Голос снова стал так оскорбительно равнодушен, что ее охватило неподдельное разочарование. Как, и это все? Выходит, он ее отпускает? И это после всего…
После всего? Так ты ничего не забыла? Тогда молчи, ради всех твоих богов, не произноси больше ни слова!
Он был властен над своим голосом, но не над руками, коснувшимися ее с такой неподдельной и нежданной нежностью, что она даже не заметила, в какой миг исчезли все еще сковывавшие ее путы. Он поднял ее, и она почувствовала себя невесомой, но отнюдь не беззащитной: теперь в любой момент она могла выскользнуть и исчезнуть.
Пока можешь не выдавать своих колдовских для этого мира способностей — не делай этого!
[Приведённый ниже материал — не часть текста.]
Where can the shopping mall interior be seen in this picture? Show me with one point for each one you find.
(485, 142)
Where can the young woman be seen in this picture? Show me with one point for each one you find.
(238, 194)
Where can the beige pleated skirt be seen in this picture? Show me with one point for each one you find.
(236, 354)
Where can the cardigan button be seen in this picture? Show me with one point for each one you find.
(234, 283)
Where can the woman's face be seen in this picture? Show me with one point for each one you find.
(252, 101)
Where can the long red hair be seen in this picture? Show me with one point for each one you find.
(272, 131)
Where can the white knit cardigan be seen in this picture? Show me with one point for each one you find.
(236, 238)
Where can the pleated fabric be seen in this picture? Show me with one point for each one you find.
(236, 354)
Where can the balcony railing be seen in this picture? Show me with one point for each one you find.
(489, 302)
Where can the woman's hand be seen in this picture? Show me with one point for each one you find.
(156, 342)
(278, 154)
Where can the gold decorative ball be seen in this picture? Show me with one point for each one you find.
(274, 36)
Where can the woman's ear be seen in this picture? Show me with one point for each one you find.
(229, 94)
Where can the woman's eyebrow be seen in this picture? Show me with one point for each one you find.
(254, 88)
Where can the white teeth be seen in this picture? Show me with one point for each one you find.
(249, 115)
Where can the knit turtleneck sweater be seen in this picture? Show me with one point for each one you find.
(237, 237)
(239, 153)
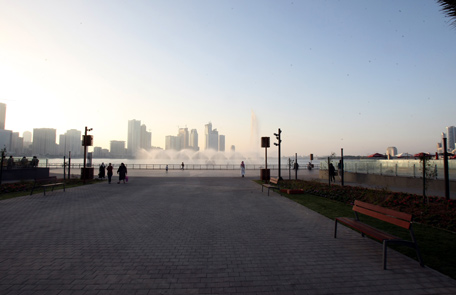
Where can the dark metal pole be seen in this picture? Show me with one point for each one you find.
(342, 165)
(297, 166)
(69, 164)
(329, 173)
(64, 166)
(85, 155)
(1, 167)
(445, 168)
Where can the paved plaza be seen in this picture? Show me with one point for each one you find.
(189, 233)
Естественно. Тем более, что это такое чарующее ощущение — независимый от собственной воли полет, в котором соединяется и столь любимая свобода падения из подоблачной выси, и скачка на крылатом коне; вот только не нужно ни зорко следить за жадным притяжением земли, ни напрягать свою волю в обуздании всегда такого своенравного скакуна; зато можно полностью отдаваться этому бережно охраняемому парению, когда внизу угольные росчерки теней от торчащих повсюду столпообразных утесов пересекаются с ленивым мерцанием поросших зеленью ущелий, а призрачные стаи летучих мышей, сказочным эскортом сопровождающие их на почтительном расстоянии, усыпают небо плескучими отсветами и лунного сияния, и рассветной рыжести на своих кожистых крыльях…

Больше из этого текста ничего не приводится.